Три лика мистической метапрозы XX века: Герман Гессе – Владимир Набоков – Михаил Булгаков | страница 34
В «Аде» сексуальное начало, подсвеченное сюрреалистическим мерцанием, оплодотворяет творчество (ср. эссе «Вдохновение» [Н1., T.4, c.608]).
«Существует некая точка духа, – писал А. Бретон, – в которой жизнь и смерть, реальное и воображаемое, прошлое и будущее, передаваемое и непередаваемое, высокое и низкое уже не воспринимаются как противоречия. И напрасно было бы искать для сюрреалистической деятельности иной побудительный мотив, помимо надежды определить наконец такую точку»[99].
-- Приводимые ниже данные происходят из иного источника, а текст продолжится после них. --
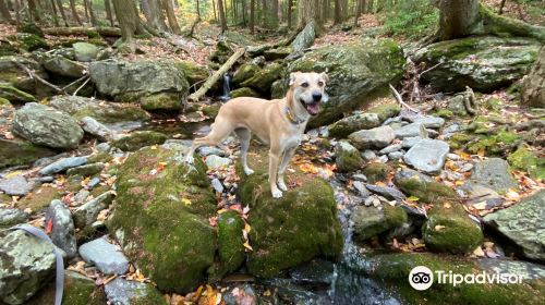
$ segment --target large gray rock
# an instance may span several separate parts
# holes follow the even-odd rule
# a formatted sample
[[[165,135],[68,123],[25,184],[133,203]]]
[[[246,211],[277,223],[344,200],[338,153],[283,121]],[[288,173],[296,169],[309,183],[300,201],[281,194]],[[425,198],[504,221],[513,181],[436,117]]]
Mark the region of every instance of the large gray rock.
[[[509,163],[500,158],[489,158],[475,164],[470,181],[481,184],[496,192],[507,192],[517,187]]]
[[[288,64],[282,77],[284,91],[291,72],[326,72],[329,75],[329,99],[320,113],[308,123],[317,127],[338,120],[371,101],[395,83],[404,71],[405,59],[397,42],[390,39],[361,39],[319,47]]]
[[[545,260],[545,191],[484,217],[485,223],[522,248],[525,257]]]
[[[49,237],[53,244],[66,253],[68,258],[77,254],[74,222],[70,209],[61,200],[52,200],[46,210],[46,223],[51,221]]]
[[[34,144],[61,149],[74,149],[83,138],[76,120],[36,102],[28,102],[15,112],[12,131]]]
[[[179,109],[190,87],[183,71],[171,61],[95,61],[89,75],[101,95],[137,101],[150,110]]]
[[[117,278],[105,285],[105,292],[109,304],[113,305],[167,305],[161,293],[149,283],[141,283]]]
[[[0,233],[0,301],[24,304],[55,277],[53,246],[24,231]]]
[[[106,236],[83,244],[80,247],[80,255],[106,274],[124,274],[129,270],[126,257],[121,249],[110,244]]]
[[[351,133],[348,138],[359,149],[384,148],[396,138],[396,133],[390,126],[380,126]]]
[[[444,91],[465,86],[492,91],[524,76],[537,57],[541,44],[525,38],[469,37],[429,45],[415,53],[415,62],[437,68],[424,80]]]
[[[403,160],[420,171],[435,173],[443,169],[449,150],[443,141],[424,138],[407,151]]]
[[[34,183],[26,181],[22,175],[0,180],[0,191],[10,196],[24,196],[31,192]]]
В «Аде» такой точкой стала «новая нагая реальность», которая открывается героям через «язвящие наслаждения, огонь, агонию» страсти [Н1., T.4, c.212], поднимая «животный акт на уровень даже высший, нежели уровень точнейшего из искусств или неистовейшего из безумств чистой науки» [Н1., T.4, c.212]. Она питается соками художественной реальности, но и требует запечатления в ней, ибо сама по себе хотя и «допускала воспроизведение», но «существовала лишь миг» [Н1., T.4, c.212].
Но если раньше, в мире В. Сирина высшее наслаждение давало вдохновение сборного, музыкально-математически-поэтического типа [Н., T.5, c.319], то у Набокова к этому триединству подключилась стихия чувственности. Метаморфоза весьма знаменательная: она предрекала наступление эры сексуального взрыва.
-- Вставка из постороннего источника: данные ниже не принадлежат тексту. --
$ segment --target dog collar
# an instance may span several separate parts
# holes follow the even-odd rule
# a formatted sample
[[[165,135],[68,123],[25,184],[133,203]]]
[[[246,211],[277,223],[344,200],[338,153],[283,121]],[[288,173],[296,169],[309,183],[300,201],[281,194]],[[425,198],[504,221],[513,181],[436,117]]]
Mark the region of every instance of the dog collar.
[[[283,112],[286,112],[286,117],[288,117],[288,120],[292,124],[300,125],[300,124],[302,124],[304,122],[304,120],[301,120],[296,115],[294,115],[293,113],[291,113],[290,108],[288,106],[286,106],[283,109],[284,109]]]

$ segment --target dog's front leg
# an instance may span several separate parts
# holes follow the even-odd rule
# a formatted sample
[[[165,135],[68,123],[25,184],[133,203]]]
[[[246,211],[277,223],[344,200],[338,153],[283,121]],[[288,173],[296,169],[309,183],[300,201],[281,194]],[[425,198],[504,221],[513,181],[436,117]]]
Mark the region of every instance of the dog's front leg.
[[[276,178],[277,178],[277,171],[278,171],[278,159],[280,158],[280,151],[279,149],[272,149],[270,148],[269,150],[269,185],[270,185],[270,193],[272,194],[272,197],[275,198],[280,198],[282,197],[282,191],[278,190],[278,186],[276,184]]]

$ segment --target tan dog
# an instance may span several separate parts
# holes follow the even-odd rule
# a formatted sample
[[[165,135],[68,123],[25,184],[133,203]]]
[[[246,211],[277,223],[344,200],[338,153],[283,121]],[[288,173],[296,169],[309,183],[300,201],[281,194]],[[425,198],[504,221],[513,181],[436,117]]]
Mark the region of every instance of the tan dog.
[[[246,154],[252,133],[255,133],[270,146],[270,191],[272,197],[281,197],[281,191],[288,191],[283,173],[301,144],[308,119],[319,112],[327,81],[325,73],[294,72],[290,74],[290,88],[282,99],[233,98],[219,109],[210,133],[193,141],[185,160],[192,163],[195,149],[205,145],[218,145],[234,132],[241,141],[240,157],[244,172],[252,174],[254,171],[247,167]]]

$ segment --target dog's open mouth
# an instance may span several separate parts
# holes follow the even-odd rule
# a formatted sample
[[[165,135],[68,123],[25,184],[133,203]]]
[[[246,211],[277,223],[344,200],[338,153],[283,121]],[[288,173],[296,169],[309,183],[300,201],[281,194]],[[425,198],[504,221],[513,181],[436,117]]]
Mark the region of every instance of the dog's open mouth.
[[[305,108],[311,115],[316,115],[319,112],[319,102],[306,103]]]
Сексуальное и творческое начала сливаются в одно нераздельное целое – и это еще одна из нитей, протягивающихся между креативными системами Г. Гессе, В. Набокова и М. Булгакова.
«Я имел также счастье пережить возможность одухотворения чувственности. Из этого возникает искусство» [Г., T.3, c.261], – говорит герой романа «Нарцисс и Гольдмунд». И в продолжение своих жизненных странствий Гольдмунд, страстный женолюб и художник, стремился к кощунственной с точки христианской морали цели – создать образ, «полный любви и тайны» [Г., T.3, c.264], запечатлев в фигуре Мадонны образ своей матери, Евы-матери, воплощавшей для него жизнь, любовь, сладострастье [Г., T.3, c.261].